North Carolina State University engineering and physics researchers have created a new technology that steers light in a way that results in more light input and greater efficiency. This development is promising for even more immersive augmented reality (AR).

This photo shows a one-inch diameter Bragg polarization grating diffracts white light from an LED flashlight onto a screen placed nearby. Source: Michael Escuti, NC State UniversityThis photo shows a one-inch diameter Bragg polarization grating diffracts white light from an LED flashlight onto a screen placed nearby. Source: Michael Escuti, NC State University

In the past diffraction gratings have stopped development of this new technology. Diffraction gratings are used to manipulate light in everything electronics, including AR displays.

"Until now, state-of-the-art diffraction gratings configured to steer visible light to large angles have had an angular acceptance range, or bandwidth, of about 20 degrees, meaning that the light source has to be directed into the grating within an arc of 20 degrees," says Michael Escuti, a professor of electrical and computer engineering at NC State and corresponding author of a paper on the work. "We've developed a new grating that expands that window to 40 degrees, allowing light to enter the grating from a wider range of input angles.
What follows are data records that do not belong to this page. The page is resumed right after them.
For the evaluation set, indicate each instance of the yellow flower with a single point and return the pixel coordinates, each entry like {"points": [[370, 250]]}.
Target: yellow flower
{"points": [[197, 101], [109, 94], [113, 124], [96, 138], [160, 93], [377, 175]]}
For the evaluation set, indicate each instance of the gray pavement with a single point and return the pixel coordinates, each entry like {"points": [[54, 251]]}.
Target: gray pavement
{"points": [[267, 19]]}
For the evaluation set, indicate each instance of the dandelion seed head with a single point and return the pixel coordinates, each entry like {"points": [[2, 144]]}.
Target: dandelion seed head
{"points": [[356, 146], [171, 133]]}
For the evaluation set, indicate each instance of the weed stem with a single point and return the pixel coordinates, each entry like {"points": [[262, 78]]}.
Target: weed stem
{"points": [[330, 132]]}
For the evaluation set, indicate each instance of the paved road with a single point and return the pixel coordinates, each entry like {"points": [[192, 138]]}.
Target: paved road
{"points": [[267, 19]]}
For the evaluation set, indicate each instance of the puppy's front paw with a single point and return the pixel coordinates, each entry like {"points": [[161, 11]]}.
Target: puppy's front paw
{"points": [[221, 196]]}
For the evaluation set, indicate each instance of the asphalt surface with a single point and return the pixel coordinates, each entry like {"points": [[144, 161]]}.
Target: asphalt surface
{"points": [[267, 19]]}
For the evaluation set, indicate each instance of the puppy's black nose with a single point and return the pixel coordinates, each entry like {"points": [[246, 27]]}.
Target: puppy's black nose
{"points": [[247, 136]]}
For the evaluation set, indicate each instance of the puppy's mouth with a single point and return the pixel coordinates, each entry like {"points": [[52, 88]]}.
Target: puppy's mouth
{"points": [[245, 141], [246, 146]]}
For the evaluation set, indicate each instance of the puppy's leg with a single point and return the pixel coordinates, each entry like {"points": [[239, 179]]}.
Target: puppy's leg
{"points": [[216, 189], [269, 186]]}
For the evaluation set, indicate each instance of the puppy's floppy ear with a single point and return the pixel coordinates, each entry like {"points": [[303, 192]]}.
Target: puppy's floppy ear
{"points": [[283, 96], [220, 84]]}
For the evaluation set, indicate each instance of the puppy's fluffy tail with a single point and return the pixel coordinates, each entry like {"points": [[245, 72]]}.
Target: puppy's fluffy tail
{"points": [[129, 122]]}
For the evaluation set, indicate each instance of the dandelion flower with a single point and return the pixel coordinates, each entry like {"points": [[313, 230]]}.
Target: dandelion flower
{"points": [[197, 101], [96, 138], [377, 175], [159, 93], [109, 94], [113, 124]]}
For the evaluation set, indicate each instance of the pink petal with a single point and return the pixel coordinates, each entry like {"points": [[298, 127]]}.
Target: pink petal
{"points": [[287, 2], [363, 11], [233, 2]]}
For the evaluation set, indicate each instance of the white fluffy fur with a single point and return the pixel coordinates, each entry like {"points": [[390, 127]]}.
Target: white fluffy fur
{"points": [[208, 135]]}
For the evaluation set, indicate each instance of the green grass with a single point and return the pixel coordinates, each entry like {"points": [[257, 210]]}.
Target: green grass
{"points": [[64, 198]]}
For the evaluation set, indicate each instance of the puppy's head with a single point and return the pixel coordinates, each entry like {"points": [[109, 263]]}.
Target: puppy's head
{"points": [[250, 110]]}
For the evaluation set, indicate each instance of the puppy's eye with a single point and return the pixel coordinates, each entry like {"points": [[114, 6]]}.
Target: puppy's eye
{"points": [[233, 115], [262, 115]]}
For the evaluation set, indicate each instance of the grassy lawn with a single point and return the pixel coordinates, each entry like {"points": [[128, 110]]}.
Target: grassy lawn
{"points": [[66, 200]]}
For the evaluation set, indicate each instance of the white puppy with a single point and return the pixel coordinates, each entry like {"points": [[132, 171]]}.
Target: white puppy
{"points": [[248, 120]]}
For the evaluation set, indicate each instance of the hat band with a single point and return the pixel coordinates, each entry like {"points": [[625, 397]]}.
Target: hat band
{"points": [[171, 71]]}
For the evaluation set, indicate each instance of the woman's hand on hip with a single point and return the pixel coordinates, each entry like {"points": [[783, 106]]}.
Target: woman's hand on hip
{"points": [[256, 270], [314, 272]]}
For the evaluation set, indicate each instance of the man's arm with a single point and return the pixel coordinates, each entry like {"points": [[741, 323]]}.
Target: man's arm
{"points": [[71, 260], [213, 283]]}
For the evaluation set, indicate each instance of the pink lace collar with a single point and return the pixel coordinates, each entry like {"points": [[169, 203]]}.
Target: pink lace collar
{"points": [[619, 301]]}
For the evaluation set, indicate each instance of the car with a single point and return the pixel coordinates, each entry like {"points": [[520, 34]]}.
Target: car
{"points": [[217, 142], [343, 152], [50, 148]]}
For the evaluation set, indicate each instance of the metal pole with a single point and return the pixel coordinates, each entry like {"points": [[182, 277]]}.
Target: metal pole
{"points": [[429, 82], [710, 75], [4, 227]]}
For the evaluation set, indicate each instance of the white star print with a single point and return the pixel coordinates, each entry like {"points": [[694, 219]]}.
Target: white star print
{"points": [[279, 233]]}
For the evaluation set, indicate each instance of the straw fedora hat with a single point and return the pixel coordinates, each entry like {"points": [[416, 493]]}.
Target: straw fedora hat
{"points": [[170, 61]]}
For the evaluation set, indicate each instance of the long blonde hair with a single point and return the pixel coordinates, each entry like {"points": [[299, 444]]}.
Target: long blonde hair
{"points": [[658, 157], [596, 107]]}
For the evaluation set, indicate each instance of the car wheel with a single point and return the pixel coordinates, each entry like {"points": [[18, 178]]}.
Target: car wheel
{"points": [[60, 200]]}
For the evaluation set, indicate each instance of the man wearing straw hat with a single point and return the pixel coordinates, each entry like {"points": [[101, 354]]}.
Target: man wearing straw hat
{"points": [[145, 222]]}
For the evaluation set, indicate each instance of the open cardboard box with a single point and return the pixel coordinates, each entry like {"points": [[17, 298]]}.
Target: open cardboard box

The practical effect of this — in augmented-reality displays, for example — would be that users would have a greater field of view; the experience would be more immersive."

The newest grating is significantly more efficient than the methods used in the past.

"In previous gratings in a comparable configuration, an average of 30 percent of the light input is being diffracted in the desired direction," says Xiao Xiang, a Ph.D. student at NC State and lead author of the paper. "Our new grating diffracts about 75 percent of the light in the desired direction."

As well as improving the overall quality of VR systems, the new developments could also make the fiber-optic networks more energy efficient.

The newest grating uses two integrated layers that are attached in a way that allows optical responses to work together. One layer has molecules arranged at a “slant” so it was able to capture 20 degrees of angular bandwidth. The other layer has a different slant that captures the adjacent 20 degrees of angular bandwidth.

The high efficiency stems from a smoothly varying pattern in the orientation of liquid crystal molecules in the grating. The pattern is what affects the phase of the light. This is the mechanism that is responsible for directing where the light goes.

"The next step for this work is to take the advantages of these gratings and make a new generation of augmented-reality hardware," Escuti says.

The paper on this technology was published in Scientific Reports.